There are 4 real parts to this.
1) Your application. An MDB is an application which implements the J2EE Message Driven Bean API, which in its simplest form means it has an onMessage() function which will be invoked by the application server when messages arrive.
2) The J2EE application server, JBOSS is an example. This receives messages from the MQ client, and forwards them to the MDB.
3) The MQ client. This is the code written by the MQ provider (IBM/Apache/etc) which implements the JCA RA and JMS parts of J2EE. Applications can interact with this client via JMS to put and get messages, though when you're interacting as an MDB you'll be driven via your onMessage() method. This client hands messages to the application server, which drives the applications.
4) The MQ server. IBM MQ calls this a 'queue manager', and this can exist anywhere. The client from #3 will connect to the queue manager over the network.

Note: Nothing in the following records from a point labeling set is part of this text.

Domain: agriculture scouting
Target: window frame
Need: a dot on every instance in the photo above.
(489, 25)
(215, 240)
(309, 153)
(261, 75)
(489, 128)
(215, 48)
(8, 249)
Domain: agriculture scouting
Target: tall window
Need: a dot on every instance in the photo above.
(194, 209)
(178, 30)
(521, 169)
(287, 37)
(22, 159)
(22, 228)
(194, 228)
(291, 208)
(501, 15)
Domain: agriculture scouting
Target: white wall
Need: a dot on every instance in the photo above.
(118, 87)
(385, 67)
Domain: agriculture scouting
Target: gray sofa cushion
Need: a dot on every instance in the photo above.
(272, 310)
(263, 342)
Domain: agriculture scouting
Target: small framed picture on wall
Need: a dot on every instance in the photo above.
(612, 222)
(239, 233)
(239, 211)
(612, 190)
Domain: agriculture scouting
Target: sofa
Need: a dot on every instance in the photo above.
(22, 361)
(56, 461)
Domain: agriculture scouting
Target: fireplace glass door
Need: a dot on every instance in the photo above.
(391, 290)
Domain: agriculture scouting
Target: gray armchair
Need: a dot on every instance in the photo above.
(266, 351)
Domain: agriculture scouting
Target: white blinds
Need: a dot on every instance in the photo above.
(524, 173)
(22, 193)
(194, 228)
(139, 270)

#1, #2, and #3 need to be on the same physical machine (and run in the same JVM). #4 can be anywhere as its accessed over the network.
To address your points:
So can the MDB deployed in physical server-A get messages from physical server-B?
Yes
If this is possible, then does MDB use JMS API's?
The MDB is driven by the application server using the J2EE API, JMS is just a part of this.
By the way, 'MQ' is the name of product rather than a concept. The generic name is 'Messaging Provider'. IBM MQ and ApacheMQ are both messaging providers.